Nem chua is a meat roll with a sweet, sour, salty and spicy taste which makes the mouth salivate with each bite. Nem chua possesses the local character of each region of Vietnam, due to the differing ingredients and sauces used. Most versions of Nem chua can be distinguished by their name, which is usually named after the area it originated from, such as nem Thanh Hoa, nem Dong Ba in the ancient royal capital of Hue, and nem Ninh Hoa in Khanh Hoa Province, nem Yen Mac in Ninh Binh Province, etc.
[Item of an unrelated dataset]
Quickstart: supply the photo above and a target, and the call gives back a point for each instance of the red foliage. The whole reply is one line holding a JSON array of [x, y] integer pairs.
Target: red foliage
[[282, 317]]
In the past, fermented pork rolls are made only in the special occasions but now people can enjoy it every time in the year. There are many families in Cot Co and Hac Thanh streets (in Thanh Hoa city) which have make fermented pork rolls for a dozen of years. In order to for nem chua has such an famous flavor as today’s, Thanh Hoa people combine the other area’s elites to make the rolls are suitable for local’s taste. Thanh Hoa’s fermented pork rolls are not spicy as Hue’s are but not sweet as the Southern’s are.
How is Nem chua made?
According to the recipe, fermented pork rolls are made of fresh pork. The pork has to be used immediately when the pig is slaughtered. The pork is minced and processed in a lot of steps. Other ingredient in this recipe is pigskin. Pigskin is cleaned with boiled water then cut into the thin fibers.
When pork and pigskin are processed, they will be mixed with other ingredients, such as “thính”, salt, sugar, and fish sauce. Next is the packing process. Each roll is added garlic, chili… which will make fermented pork roll more fragrant. Normally, the packed rolls can be eaten after 2 or 3 days.
The fermented pork rolls are often used with chili.